How does CADA enable data pooling for automotive AI models?

As proposed, the Cloud and AI Development Act (CADA) creates a specific legal and operational framework to overcome data silos in the automotive sector.

Summary As proposed, the Cloud and AI Development Act (CADA) creates a specific legal and operational framework to overcome data silos in the automotive sector. Recital 19 explicitly mandates that the Commission facilitate data pooling across industrial sectors through trusted third parties to train specialised AI models, while strictly preserving intellectual property rights. This is operationalized through the Cloud and AI Leadership Initiatives (Title II), which would enable secure large-scale data pooling using privacy-enhancing technologies. Furthermore, the proposal encourages the exploration of secure and verifiable compute approaches to enable AI deployment in sensitive contexts, such as autonomous driving and safety-critical manufacturing, ensuring that collaboration does not compromise proprietary data or operational security.

Detail

The automotive industry stands at a critical juncture where the development of advanced AI—particularly for autonomous driving, predictive maintenance, and industrial robotics—requires vast, diverse datasets that no single manufacturer possesses. The proposed Cloud and AI Development Act (CADA), COM(2026) 502 final, addresses this bottleneck not by mandating data sharing, but by constructing a sovereign, secure infrastructure that makes pooling viable. The legislation targets the "industrial AI" and "physical AI" domains, providing the legal certainty and technical enablers necessary for manufacturers, suppliers, and research entities to collaborate without fear of IP leakage or sovereignty risks.

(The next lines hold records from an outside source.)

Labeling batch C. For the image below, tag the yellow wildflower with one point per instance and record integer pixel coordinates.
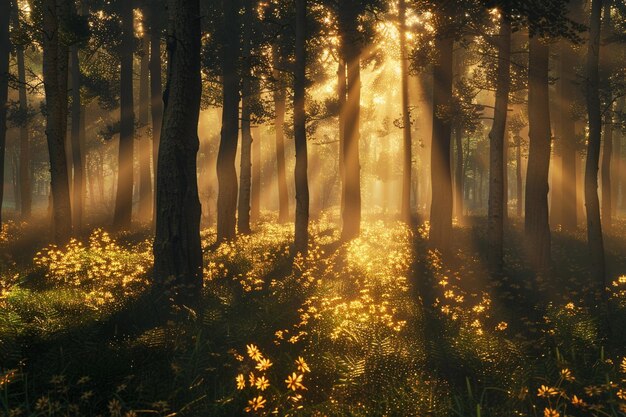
(546, 392)
(262, 383)
(256, 404)
(254, 352)
(294, 382)
(302, 365)
(263, 364)
(241, 381)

The Legal Mandate: Recital 19 and the Role of Trusted Third Parties

The most direct legal basis for automotive data pooling in the proposal is found in Recital 19 of the explanatory memorandum. This recital identifies the automotive sector as a priority for the Apply AI Strategy and explicitly outlines the Commission's role in facilitating collaboration. It states:

"In manufacturing, the Commission should facilitate data pooling across industrial sectors through trusted third parties to train specialised AI models, ensuring a sufficient volume of training data, while strictly preserving intellectual property rights."

This provision is significant because it shifts the paradigm from direct peer-to-peer data exchange (which carries high legal and commercial risk) to a model mediated by trusted third parties. In the context of the automotive stack, these third parties would likely be entities certified under the Union's sovereignty framework or designated as Experience and Acceleration Centres for AI (Centres for AI) under Article 5. These entities would act as neutral custodians or technical facilitators, managing the pooling process in a way that ensures data remains protected while contributing to the collective training of models.

The recital further emphasizes the dual objective: ensuring a sufficient volume of training data (critical for overcoming the "long tail" of edge cases in autonomous driving) while strictly preserving intellectual property rights. This balance is the cornerstone of the proposal's approach to industrial AI, acknowledging that data is a core competitive asset for automotive OEMs and suppliers.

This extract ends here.